Microsoft Research New England, Cambridge, Massachusetts, United States of America.
Department of Bioengineering, Stanford University, Stanford, California, United States of America.
PLoS Comput Biol. 2023 May 23;19(5):e1011162. doi: 10.1371/journal.pcbi.1011162. eCollection 2023 May.
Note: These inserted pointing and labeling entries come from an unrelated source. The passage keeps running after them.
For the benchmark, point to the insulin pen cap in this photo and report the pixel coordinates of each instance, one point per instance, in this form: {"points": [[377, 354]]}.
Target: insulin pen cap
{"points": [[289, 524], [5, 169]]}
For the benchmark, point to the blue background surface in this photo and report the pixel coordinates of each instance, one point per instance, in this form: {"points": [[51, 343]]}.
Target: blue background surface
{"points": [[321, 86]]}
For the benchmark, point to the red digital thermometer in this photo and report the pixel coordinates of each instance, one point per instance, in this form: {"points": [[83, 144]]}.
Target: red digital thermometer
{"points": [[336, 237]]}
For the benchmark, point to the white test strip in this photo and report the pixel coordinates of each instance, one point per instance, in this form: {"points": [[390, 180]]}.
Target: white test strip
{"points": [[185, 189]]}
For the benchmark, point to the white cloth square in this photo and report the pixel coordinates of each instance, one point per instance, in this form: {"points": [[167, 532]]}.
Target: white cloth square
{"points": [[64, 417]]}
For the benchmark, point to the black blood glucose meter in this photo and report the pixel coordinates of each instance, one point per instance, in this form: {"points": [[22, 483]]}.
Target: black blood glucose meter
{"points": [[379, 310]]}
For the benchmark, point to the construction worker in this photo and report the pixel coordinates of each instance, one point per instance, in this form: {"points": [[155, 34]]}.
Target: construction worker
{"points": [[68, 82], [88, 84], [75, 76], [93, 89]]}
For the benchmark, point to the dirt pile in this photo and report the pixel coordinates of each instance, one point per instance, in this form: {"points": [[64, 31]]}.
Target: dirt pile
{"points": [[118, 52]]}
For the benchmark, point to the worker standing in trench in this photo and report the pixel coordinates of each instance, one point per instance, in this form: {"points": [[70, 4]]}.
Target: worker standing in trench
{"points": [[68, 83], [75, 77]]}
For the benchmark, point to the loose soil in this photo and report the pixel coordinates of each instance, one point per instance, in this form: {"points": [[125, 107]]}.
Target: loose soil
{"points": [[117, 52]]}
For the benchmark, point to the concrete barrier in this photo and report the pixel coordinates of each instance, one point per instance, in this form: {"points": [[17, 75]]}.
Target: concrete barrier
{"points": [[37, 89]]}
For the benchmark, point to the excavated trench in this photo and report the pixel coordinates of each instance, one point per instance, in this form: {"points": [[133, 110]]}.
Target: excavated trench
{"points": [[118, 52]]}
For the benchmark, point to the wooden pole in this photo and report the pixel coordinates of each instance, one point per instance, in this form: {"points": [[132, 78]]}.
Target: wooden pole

Natural products are chemical compounds that form the basis of many therapeutics used in the pharmaceutical industry. In microbes, natural products are synthesized by groups of colocalized genes called biosynthetic gene clusters (BGCs). With advances in high-throughput sequencing, there has been an increase of complete microbial isolate genomes and metagenomes, from which a vast number of BGCs are undiscovered. Here, we introduce a self-supervised learning approach designed to identify and characterize BGCs from such data. To do this, we represent BGCs as chains of functional protein domains and train a masked language model on these domains. We assess the ability of our approach to detect BGCs and characterize BGC properties in bacterial genomes. We also demonstrate that our model can learn meaningful representations of BGCs and their constituent domains, detect BGCs in microbial genomes, and predict BGC product classes. These results highlight self-supervised neural networks as a promising framework for improving BGC prediction and classification.
天然产物是构成医药行业许多治疗药物基础的化学化合物。在微生物中,天然产物是由称为生物合成基因簇 (BGC) 的聚集基因合成的。随着高通量测序技术的进步,完整的微生物分离基因组和宏基因组的数量不断增加,其中大量 BGC 尚未被发现。在这里,我们介绍了一种自监督学习方法,旨在从这些数据中识别和表征 BGC。为此,我们将 BGC 表示为功能蛋白结构域的链,并在这些结构域上训练掩蔽语言模型。我们评估了我们的方法在检测细菌基因组中的 BGC 和表征 BGC 属性方面的能力。我们还证明了我们的模型可以学习 BGC 及其组成结构域的有意义表示,检测微生物基因组中的 BGC,并预测 BGC 产物类别。这些结果突出了自监督神经网络作为改进 BGC 预测和分类的有前途的框架。